« Quand elle était revenue avec les enfants, la maison était vide. Le soir, Ali n’était toujours pas rentré. Elle avait fini par les coucher. Quelle heure pouvait-il être ? À trois heures, elle avait regardé le réveil. Puis elle avait dû s’assoupir.
Maintenant il était là, debout au milieu du grenier, chancelant. Il devait être ivre. Il disait qu’il savait que ses enfants ne parleraient jamais sa langue, il pourrait bien encore trimer comme une bête à l’usine, comme il avait trimé dans les mines avec son père, son père mort depuis longtemps, usé avant l’âge par l’exil et la misère…

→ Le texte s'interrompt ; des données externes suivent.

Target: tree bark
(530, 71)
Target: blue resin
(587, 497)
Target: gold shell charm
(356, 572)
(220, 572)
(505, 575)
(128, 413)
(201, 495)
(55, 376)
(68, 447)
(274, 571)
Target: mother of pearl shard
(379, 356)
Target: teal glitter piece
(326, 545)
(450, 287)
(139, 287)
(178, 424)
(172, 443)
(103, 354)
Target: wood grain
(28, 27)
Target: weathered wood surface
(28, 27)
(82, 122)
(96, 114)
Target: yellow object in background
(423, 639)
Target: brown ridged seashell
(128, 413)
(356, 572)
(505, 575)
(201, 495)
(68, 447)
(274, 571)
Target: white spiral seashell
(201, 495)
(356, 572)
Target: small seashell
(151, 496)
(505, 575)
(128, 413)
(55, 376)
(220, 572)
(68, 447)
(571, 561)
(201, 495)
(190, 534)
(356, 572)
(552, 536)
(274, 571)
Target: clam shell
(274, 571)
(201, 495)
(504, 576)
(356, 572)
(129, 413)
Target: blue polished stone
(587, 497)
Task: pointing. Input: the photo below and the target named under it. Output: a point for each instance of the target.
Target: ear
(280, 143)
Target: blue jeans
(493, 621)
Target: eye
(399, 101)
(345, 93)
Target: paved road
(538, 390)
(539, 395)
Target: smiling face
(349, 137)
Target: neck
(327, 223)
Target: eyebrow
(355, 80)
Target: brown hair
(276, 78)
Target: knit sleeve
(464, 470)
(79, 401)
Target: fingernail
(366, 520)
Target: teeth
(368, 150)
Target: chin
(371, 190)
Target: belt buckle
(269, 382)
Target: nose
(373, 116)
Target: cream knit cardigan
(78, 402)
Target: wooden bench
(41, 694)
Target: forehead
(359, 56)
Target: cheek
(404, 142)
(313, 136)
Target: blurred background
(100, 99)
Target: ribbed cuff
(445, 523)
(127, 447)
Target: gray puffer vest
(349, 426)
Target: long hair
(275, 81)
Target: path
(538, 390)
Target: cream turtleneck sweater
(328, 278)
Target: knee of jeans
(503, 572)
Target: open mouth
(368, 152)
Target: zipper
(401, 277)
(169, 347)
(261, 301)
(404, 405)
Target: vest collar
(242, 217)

Puis il avait marché vers le lit des enfants. Thierry réveillé depuis qu’Ali avait poussé la porte, avait retenu sa respiration. Il avait soulevé Lil endormie. Il l’avait serrée contre lui. « laisse-la donc dormir », avait dit la mère. Il n’y avait rien eu à faire, il s’était installé sur la chaise et était resté ainsi toute la nuit, la petite dans les bras.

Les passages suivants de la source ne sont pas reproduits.